For almost twenty years it pioneered the food hall business model in Vlissingen, providing a launching pad for chains such as Famous foods of Xi’an, KungFu cuisine, Laoma Malatang and Lanzhou handmade noodles. The Dashan Restaurant Group started with Yozi Shanghai in the Golden Mall and eventually opened places like Szechuan mountain house and CheLi.

“Everyone started from nothing,” said Robert Cheng, whose family has owned the Golden Mall since 2000.

Now there are big plans to open a second location of the mall in Manhattan this summer, about a year after the original space in Flushing reopened following a major renovation.

The mall’s influence and direct role in the local immigrant food economy has been felt far and wide—from customers to budding entrepreneurs—and has had a domino effect on restaurateurs’ successes.

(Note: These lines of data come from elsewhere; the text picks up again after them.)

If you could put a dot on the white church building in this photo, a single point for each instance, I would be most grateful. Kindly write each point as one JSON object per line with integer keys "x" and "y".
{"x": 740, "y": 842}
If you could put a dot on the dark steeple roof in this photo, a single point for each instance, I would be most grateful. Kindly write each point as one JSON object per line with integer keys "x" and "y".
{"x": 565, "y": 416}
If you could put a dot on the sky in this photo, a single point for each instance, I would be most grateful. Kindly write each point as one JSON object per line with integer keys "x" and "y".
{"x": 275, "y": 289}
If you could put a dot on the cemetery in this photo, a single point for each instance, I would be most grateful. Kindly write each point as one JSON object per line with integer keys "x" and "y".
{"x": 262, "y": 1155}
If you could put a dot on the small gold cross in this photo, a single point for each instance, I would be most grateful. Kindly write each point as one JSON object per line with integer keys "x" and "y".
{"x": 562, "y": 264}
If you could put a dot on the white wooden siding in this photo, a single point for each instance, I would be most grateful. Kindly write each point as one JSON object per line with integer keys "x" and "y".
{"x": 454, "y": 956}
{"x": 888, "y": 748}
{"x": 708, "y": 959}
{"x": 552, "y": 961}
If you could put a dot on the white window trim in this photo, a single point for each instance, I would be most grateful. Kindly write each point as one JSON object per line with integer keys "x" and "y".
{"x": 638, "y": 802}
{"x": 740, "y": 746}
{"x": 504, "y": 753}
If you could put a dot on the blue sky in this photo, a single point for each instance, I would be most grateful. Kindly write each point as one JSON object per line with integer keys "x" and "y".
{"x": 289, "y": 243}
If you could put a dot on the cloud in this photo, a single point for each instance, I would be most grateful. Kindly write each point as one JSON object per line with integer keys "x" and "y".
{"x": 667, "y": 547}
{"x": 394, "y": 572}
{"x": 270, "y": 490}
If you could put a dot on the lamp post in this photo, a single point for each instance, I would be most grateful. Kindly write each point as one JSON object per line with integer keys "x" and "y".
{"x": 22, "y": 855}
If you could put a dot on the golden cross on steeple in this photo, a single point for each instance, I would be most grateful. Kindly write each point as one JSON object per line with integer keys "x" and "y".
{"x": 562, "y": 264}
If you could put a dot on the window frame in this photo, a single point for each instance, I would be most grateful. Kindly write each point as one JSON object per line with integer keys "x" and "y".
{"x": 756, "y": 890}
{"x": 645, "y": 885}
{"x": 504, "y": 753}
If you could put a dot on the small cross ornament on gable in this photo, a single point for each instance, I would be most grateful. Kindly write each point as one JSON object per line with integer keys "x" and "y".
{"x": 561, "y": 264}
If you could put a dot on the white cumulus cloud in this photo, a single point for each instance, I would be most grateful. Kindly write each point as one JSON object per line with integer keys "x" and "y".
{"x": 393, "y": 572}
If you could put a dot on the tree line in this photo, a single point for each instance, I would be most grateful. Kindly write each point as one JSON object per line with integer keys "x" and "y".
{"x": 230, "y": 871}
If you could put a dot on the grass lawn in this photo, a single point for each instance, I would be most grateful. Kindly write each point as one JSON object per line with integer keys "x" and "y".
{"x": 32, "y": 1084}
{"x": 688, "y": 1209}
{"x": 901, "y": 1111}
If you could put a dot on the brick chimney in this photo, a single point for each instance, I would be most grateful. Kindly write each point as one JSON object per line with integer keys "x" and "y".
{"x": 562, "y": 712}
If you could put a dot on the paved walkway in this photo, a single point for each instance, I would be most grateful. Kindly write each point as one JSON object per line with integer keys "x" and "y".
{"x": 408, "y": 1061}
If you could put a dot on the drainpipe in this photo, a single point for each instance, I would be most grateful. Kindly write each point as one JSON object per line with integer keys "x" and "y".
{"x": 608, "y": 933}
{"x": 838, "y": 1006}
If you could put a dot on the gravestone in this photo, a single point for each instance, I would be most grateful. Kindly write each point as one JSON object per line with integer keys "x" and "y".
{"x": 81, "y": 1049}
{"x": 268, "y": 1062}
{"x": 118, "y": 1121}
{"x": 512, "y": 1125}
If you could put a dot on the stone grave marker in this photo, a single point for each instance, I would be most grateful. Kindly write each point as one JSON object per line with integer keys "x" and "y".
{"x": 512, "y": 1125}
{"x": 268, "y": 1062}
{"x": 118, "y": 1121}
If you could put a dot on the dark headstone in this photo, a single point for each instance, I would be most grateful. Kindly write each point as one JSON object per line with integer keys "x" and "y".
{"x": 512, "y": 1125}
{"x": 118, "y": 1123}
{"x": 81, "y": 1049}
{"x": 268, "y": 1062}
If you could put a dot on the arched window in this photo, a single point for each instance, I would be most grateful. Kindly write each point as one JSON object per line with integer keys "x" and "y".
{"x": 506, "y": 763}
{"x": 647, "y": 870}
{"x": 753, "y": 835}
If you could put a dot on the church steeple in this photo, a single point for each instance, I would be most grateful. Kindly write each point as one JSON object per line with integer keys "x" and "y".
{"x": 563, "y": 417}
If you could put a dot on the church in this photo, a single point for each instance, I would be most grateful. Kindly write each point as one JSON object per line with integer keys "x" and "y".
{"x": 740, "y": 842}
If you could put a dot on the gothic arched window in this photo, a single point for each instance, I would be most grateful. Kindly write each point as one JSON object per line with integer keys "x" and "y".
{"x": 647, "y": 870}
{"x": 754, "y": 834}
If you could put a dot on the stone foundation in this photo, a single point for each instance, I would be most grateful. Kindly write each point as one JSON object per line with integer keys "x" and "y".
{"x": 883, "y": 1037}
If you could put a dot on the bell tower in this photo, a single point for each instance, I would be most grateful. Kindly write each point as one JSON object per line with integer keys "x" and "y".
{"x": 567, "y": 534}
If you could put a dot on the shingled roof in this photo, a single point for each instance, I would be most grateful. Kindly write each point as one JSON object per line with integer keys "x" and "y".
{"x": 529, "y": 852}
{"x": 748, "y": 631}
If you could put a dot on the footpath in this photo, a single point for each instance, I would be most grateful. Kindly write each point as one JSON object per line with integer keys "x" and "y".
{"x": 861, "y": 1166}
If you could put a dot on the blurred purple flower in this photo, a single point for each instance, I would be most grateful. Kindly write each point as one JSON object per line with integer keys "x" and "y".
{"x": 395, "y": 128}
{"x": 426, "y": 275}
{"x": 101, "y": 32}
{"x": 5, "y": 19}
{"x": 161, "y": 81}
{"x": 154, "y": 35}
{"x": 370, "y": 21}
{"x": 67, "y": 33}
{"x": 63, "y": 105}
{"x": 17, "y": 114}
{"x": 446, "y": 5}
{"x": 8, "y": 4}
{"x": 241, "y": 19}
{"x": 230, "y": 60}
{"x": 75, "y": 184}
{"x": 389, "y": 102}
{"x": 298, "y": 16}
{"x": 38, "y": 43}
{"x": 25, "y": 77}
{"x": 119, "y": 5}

It has also helped shape the way New Yorkers eat Chinese food.

It was a food court in a shopping center with such a good selection that it attracted high-profile visitors such as Anthony Bourdain and chef Eric Ripert. For the local community, the Golden Mall provided entrepreneurial opportunities and home-style food at affordable prices for Chinese and Taiwanese immigrants – both vendors and customers.

“People flood that place on weekends,” says Dian Yu, who has lived in Vlissingen most of his life. He noted that the arrival of non-Asian customers helped cement downtown Flushing’s status as a top food destination in the city.

And customers kept coming back because “the food was really good, homestyle Chinese food, and it was cheap,” Mr. Yu said. Eight dumplings were sold for two dollars at the time, and you could watch the dishes being prepared in the open kitchens. Especially for those unfamiliar with the regional cuisines of China, it was easy and fun to mix and match from all the different booths there.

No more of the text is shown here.